This poses no problem – until the office holder moves firms.
In such circumstances, do the appointments follow him or stay put? Can the original firm retain the appointments and transfer them away from the outgoing office holder? And, just as crucially, can the office holder be made to take unremunerative appointments with him? The few transfer applications that have made it before the courts provide the answers to these contentious questions.
Understandably, the court’s first priority will be to act in the best interests of the creditors in that particular insolvency. The business interests of both the previous or the new firms will take a back seat, regardless of any employment related contractual provision to the contrary.
This is clear from Justice Chadwick’s words. ‘It is likely that the interests of creditors will be best served by leaving the administration of the debtor’s affairs where it is. But I have to consider whether it is so obviously in the interests of creditors in each individual liquidation or bankruptcy that there should be a substitution of office holder within the relevant accountancy firm.’
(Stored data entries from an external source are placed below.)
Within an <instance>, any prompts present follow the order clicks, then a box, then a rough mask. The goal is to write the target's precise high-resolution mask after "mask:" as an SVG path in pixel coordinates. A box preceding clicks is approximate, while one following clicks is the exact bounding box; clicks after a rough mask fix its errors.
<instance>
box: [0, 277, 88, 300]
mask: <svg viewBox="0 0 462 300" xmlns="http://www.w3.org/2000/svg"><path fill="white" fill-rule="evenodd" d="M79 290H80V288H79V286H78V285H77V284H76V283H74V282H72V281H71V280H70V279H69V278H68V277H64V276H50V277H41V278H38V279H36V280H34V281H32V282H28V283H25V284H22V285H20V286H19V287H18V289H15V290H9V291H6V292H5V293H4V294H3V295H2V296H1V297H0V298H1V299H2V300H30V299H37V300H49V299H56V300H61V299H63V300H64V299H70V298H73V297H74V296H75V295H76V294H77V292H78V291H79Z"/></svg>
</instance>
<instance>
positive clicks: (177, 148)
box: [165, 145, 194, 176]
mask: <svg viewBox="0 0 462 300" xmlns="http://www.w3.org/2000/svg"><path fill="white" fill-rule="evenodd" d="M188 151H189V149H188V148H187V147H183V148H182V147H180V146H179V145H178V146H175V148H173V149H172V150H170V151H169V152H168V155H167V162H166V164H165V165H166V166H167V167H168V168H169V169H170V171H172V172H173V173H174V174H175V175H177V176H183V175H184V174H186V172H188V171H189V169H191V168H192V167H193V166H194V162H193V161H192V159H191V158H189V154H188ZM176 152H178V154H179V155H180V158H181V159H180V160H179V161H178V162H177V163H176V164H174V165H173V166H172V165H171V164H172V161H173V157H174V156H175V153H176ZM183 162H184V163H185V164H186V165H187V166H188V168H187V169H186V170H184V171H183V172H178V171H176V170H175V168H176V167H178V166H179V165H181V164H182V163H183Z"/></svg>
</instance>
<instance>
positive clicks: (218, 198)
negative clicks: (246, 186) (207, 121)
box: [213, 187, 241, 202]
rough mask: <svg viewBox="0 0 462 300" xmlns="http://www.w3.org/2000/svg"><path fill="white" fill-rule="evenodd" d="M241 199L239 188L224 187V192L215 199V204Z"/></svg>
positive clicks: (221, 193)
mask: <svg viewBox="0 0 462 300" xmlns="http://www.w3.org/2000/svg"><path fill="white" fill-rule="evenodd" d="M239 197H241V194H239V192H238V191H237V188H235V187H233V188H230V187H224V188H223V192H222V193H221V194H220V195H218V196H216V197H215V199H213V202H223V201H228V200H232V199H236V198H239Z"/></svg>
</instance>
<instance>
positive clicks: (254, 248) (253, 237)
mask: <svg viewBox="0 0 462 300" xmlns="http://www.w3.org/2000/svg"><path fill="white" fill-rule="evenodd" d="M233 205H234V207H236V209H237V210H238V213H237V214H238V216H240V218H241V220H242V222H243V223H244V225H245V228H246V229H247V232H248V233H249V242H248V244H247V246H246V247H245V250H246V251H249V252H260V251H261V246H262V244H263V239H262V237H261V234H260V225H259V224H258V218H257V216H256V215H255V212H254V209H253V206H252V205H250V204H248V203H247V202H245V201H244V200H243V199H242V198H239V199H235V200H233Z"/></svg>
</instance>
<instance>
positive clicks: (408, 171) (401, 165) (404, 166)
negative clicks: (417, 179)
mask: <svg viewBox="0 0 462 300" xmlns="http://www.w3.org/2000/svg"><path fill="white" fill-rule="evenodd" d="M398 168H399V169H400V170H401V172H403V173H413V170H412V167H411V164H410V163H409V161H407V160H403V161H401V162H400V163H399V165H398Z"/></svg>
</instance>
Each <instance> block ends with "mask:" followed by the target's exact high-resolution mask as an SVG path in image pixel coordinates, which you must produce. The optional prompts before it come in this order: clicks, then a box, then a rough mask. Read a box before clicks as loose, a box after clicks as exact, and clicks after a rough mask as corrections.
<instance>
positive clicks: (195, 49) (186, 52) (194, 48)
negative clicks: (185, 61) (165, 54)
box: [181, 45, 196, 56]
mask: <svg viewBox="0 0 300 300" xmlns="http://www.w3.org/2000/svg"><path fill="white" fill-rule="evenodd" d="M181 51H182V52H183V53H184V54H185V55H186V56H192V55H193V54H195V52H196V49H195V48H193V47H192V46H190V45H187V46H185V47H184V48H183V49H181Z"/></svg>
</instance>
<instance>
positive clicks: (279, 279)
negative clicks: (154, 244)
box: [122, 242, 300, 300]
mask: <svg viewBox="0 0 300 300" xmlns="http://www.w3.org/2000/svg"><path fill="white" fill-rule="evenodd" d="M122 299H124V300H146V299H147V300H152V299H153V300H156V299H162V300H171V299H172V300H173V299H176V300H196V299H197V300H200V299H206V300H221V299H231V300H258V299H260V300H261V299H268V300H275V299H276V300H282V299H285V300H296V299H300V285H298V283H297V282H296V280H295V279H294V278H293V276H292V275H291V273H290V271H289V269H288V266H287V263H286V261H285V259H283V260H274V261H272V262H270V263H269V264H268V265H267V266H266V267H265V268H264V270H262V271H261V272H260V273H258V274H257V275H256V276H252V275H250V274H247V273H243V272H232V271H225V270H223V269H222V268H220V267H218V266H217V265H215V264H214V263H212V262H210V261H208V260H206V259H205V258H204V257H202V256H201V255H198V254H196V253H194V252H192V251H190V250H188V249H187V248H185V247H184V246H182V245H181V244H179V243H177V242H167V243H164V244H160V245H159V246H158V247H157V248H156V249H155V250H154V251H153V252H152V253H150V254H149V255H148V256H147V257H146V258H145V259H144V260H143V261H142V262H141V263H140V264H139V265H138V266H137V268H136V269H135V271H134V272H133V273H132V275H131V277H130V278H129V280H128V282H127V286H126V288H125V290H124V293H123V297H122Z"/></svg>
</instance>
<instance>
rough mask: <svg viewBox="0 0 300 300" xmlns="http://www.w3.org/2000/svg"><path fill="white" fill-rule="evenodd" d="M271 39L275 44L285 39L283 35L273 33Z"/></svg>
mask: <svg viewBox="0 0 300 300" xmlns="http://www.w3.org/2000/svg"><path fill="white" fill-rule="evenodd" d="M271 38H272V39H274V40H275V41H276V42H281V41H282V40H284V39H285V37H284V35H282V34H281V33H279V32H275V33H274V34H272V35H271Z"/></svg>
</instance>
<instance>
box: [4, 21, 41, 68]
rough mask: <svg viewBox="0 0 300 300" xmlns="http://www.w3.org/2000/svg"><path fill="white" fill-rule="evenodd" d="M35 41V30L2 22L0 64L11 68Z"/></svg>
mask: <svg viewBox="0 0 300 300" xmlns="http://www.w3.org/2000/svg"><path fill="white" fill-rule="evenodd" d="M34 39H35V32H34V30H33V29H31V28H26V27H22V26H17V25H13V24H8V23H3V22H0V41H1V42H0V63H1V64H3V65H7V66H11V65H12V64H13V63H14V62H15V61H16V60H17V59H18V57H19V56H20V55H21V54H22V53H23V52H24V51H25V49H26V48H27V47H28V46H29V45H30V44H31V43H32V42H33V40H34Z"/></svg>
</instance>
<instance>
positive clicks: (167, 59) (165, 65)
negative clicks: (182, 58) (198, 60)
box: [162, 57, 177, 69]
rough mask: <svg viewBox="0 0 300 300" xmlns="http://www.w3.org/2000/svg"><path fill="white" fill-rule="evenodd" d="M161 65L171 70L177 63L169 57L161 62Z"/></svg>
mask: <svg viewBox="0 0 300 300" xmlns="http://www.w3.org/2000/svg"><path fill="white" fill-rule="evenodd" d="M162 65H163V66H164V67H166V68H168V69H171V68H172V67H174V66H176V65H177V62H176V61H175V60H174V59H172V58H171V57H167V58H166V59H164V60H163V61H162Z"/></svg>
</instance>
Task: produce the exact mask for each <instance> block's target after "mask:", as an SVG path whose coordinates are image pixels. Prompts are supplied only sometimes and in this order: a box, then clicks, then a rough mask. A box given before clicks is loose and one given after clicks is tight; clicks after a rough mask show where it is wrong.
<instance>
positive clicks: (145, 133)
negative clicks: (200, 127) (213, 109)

Remarks made by Blackbourne J in A&C Supplies endorse this view, where, after describing largely ineffective attempts by the outgoing office holder to access papers at his previous firm, he says: ‘It is evident that in the interests of creditors of the various insolvent estates involved, this is a state of affairs which ought not to be allowed to continue.’
Useful indications have also been provided by the courts in deciding whether a transfer is, or is not, in the interests of creditors. For example, the importance of the knowledge of the various managers and supervisors handling the daily administration of the insolvency was recognised in both Equity Nominees and Cork v Rolph.
Creditors may be better served if another office holder from the original firm deals with the appointments. This would avoid spending time and money getting new staff up-to-speed and also prevent the sometimes considerable disruption of moving papers and other records.
The likelihood of a transfer is also affected by how close the appointments are to being finalised. The nearer to completion they are, the less likely a transfer will be granted by the judge, as shown in the Sankey and Equity Nominees cases.
Sometimes the outgoing office holder may not be able to carry out his responsibilities at a satisfactory level as shown in each of A&C Supplies, Equity Nominees and Cork v Rolph. In the recent case of Mullins v Laughton & Others (19 December 2002), Mullins was excluded from his office by fellow partners but required by those same partners to continue with the conduct of some 200 unremunerative insolvencies.
Justice Neuberger said: ‘Mr Mullins alleges that, having been required to leave the office precipitately, he had no facilities or supporting staff, and no insurance, and it was therefore neither practical nor proper for him to remain the appointee in respect of, or be responsible for the management of, 200 insolvencies. From the point of view of managing the insolvencies, expediency would point firmly in favour of one or more of his former partners, with all (their) staff and resources, replacing him as appointee. All the more so, as (those) staff would have been responsible for much of the day to day running of the insolvencies, and they remained in place.’
Where there is a debenture, the contractual power to appoint the office holder of choice belongs to the charge holder. The courts have the power to remove an administrative receiver from office, but cannot appoint a replacement; that privilege lies with the debenture holder. The courts will reluctantly remove someone specifically selected by the appointer, but only if necessary. The appointer can then leave the appointment as single (if previously joint), appoint someone other than the outgoing office holder, or apply to the court if the outgoing office holder is to be retained.
The court takes a dim view of arguments between a previous office holder and a professional firm which appears to ignore creditors’ interests.
The ‘You’ve got, I want’ approach may be considered distasteful and unhelpful by the judge.
Indeed, it would be highly preferable to avoid the courts altogether.
A sensible alternative is to discuss and resolve appointment transfers before competing positions are taken and, if that fails, then apply to the court as a last resort.
Each individual insolvency should be treated as separate and the court will decide where creditors’ interests lie with reference to specific factors such as: Who has the knowledge to deal with it most efficiently?
When is the closure due? And where are the appropriate papers located?
Joint appointments demand the role of the outgoing office holder is scrutinised.
The views of any principal creditor or committee must also be obtained and considered seriously.
Sufficient notice of intended departure from the outgoing office holder should be employed to ensure an orderly transfer of papers and knowledge.
In some cases, employment contracts or partnership deeds contain a provision that all fees generated by appointments taken away should be accounted to the outgoing office holder’s previous firm. It may become necessary for the firm to make the outgoing office holder aware of this responsibility to assess the commerciality of taking his appointments, and accounting to the original firm for all fees earned.
When considering whether or not making a transfer application is the best course of action to take, an awareness of the potential legal hazards and the approach of the court if transfer issues cannot be resolved by discussion, is essential for a smooth and fair transition.
- Simon Moore is partner and commercial litigation lawyer at City law firm Field Fisher Waterhouse.